With ingenuity and flexibility. But acceptance also required months of discussions and brainstorming and a final acceptance vote by the Catalina Channel Swimming Federation board of directors.

Last week, Kraus, Ross, and Gaenzle achieved their goal with the support of the Federation and a lot of helpful teammates.

We did it,” emailed Gaenzle. “Our unofficial time was 9 hours 39 minutes. We left Doctor’s Cove [on Catalina Island] around 10:50 pm Thursday and we landed on the mainland at the usual spot on Friday am. It was a great swim and tons of fun with a good group and the tandem swimmer match-up that worked out really well.”

The obstacle was significant and the solution was elegant, but still fraught with the possibility of failure. The issue was resolved when the 3-man relay recruited more teammates and then they split themselves into two. Kraus, Ross, and Gaenzle swam on Team 1 as the first 3 swimmers in the rotation and then switched teams and swam on Team 2 as the last 3 swimmers in the rotation. The relays swam in tandem formation, swimming at the same pace side-by-side between a kayaker and the escort boat, so Kraus, Ross and Gaenzle were able to swim continuously as a 3-man team from island to mainland. The key point was when the trio swapped positions from Team 1 to Team 2 at the halfway point. It was a brilliant solution as the Catalina Channel Swimming Federation observed and ratified each successful 6-man relay team crossing. “The Federation will not ratify our three-man relay, but we have effectively accomplished a 3-man crossing within the Federation’s relay guidelines and rules,” explains Gaenzle.

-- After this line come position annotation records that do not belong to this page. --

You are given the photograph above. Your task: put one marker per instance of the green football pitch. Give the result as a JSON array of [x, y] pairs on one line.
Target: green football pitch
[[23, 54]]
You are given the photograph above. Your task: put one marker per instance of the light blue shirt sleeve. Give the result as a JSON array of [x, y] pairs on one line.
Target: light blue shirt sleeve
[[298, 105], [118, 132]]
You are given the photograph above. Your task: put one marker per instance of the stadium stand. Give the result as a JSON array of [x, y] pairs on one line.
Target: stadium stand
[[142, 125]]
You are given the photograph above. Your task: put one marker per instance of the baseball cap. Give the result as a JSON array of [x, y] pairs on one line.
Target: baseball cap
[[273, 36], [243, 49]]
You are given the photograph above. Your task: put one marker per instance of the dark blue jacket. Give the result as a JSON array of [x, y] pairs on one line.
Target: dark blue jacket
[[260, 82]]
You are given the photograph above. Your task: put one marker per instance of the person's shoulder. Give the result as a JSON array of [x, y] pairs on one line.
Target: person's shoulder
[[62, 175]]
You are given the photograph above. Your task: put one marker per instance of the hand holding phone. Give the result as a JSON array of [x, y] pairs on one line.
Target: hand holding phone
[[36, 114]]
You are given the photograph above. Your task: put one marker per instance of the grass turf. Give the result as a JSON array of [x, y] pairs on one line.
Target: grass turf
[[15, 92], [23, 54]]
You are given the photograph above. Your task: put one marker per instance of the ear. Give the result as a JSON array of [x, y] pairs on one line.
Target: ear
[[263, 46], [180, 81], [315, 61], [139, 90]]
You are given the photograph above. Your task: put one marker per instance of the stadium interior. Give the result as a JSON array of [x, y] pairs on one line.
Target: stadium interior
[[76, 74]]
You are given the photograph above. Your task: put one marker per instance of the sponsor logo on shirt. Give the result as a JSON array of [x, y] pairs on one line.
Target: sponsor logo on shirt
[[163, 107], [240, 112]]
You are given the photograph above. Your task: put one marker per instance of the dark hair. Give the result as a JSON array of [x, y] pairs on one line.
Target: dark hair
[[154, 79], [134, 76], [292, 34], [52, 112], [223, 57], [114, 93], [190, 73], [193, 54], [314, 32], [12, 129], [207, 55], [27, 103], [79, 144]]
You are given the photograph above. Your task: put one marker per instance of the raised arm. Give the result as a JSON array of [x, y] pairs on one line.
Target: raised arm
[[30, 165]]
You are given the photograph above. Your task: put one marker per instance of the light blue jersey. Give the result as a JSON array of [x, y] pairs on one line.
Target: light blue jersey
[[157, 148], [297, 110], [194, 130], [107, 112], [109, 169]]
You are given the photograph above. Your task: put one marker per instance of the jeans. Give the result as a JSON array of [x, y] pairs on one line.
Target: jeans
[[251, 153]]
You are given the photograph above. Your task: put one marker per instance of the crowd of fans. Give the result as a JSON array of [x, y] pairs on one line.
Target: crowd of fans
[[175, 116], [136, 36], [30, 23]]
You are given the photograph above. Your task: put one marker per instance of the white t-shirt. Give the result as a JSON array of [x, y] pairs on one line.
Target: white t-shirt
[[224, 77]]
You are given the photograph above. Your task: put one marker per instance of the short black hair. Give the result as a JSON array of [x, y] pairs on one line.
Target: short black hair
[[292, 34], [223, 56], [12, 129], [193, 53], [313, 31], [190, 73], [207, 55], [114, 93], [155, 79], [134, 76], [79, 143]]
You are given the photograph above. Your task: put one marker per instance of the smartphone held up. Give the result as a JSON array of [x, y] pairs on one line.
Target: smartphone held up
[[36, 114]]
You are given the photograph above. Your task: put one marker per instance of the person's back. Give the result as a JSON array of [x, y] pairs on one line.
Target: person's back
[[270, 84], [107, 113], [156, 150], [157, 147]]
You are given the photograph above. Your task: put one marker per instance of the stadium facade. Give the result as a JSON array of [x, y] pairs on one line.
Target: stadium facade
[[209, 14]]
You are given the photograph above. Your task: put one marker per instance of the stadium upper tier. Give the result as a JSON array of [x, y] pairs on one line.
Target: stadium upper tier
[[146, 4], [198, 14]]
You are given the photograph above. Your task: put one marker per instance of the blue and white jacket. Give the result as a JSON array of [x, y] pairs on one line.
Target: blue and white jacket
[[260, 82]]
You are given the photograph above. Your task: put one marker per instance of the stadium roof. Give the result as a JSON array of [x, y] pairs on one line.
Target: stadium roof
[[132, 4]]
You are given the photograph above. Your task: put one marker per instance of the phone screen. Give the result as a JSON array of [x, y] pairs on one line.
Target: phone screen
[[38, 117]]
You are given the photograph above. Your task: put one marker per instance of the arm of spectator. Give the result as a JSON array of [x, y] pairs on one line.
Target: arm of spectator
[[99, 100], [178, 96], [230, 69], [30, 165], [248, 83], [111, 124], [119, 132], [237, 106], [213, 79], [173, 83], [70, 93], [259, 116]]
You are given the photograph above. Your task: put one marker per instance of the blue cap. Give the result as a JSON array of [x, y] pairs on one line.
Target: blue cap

Aboard Captain Pittman’s Outrider, the Machine Men Team 1 included Chris Kraus, Rick Gaenzle, Brian Ross, Fred Powell (a San Diego-based triathlete and a high school classmate of Ross), Bill Ireland (a local open water swimmer from Los Angeles), and Tom Hecker (an Oceans Seven swimmer and Catalina Channel Swimming Federation committee member).

The Machine Men Team 2 included Fred Powell, Bill Ireland, Tom Hecker, Chris Kraus, Rick Gaenzle, Brian Ross with kayakers Dan Simonelli and Guy Morgan (shown in Team 2 photo above).

Upper photo shows sunrise with Guy Morgan as guide and Bill Ireland and Rick Gaenzle swimming.